The UX31 has all of the mentioned benefits that come with the Ultrabook moniker, and then some. Intel didn’t say that Ultrabooks have to use premium materials like aluminum, but ASUS did just that. Not to mention, the swirly brushed metal finish adorning the cover of the machine is a really eye catching element. And because of all that metal alloy used outside and insides the notebook, build quality is top-notch here. Looks-wise, the ASUS Zenbook UX31 is definitely on to something here. It might not appeal to everyone, but we’re fairly confident that it will appeal to most, especially those reading this review right now.
Then there’s the sharp 1600 x 900 pixels resolution screen that also isn't an Ultrabook requirement, but ASUS went a step above what the competition offers (which is valid at the point of writing this review). Most Ultrabooks come with a screen harboring the standard 1366 x 768 pixels resolution, so anything higher than that we’d see as a boon for the consumer.
However, looks and additional luxuries aside, there are some issues what we’d like to highlight. First and foremost, is the disappointing glass, clickable trackpad (clickpad). The feel of its click is quite good, but the touch sensitivity found on our review unit was sluggish and unresponsive, though we reckon it could be fixed via software. However there were more serious issues reported on the web with its clickpad as mentioned earlier in the review. This is likely due to ASUS using two different suppliers for the clickpads, so make sure you test the clickpad on your unit thoroughly before you get a Zenbook. If all else fails, just pair the Zenbook with an excellent portable mice (which ASUS should consider bundling).

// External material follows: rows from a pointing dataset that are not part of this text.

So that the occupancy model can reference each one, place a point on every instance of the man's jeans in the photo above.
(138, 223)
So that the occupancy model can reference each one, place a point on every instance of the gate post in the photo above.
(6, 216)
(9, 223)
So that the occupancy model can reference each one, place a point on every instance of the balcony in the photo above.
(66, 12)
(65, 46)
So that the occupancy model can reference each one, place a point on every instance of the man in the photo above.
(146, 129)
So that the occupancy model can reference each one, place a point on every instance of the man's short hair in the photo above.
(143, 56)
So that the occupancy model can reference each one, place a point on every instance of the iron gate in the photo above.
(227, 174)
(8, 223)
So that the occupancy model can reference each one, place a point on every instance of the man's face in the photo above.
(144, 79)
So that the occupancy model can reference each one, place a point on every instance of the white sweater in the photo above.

Another concern which we'd like to point out is one concerning the metallic chiclet keyboard. To keep the notebook thin, the keys were made to be really shallow. That in itself wouldn't be a problem, except that there wasn't any effort made to increase the keys' resistance for that very important tactile feel. The keys are so mushy that you'd hardly feel it while typing. Should you also share our feeling upon trying this Ultrabook, perhaps it would be wise to select another notebook that offers you a more favorable feel. Otherwise, it would simply be akin to typing on a soft keyboard on a tablet - which many of us do fine with anyway. The only good thing about the keyboard is that its housing is fairly strong, and introduces minimal flex.
In terms of performance, the ASUS Zenbook UX31 manages to keep up with most other Ultrabooks. Their components are more or less the same, with just the internal architecture introducing certain variables that affect overall performance. What we're more interested is the battery performance and portability aspects of an ultraportable notebook. Our tests show that the UX31 lags behind top Ultrabooks from competing brands, likely due to the higher resolution (power hungry) screen that it sports amongst other minor variables. It's not a major concern, but something which you need to bear in mind when getting yourself a super slim and portable machine like the ASUS Zenbook UX31 - especially if you're seeking for the very best in mobility. If it's any consolation, it's actually on par with an Apple MacBook Air running Windows 7 via Boot Camp.
So if you are able to look past the few flaws that we’ve pointed out, and are still lusting after one of the sexiest new Ultrabook model out in the market, please help yourself to the multiple variations available. The 11-inch UX21 comes with either a 64GB, 128GB or 256GB SSD configuration, while the 13-inch UX31 has 128GB and a 256GB variants. Prices start at S$1,398 (UX21, Core i3, 64GB), ending at S$1,998 (UX31, Core i7, 256GB). We’d recommend getting the highest configuration you can afford, because SSD size has some influence over performance.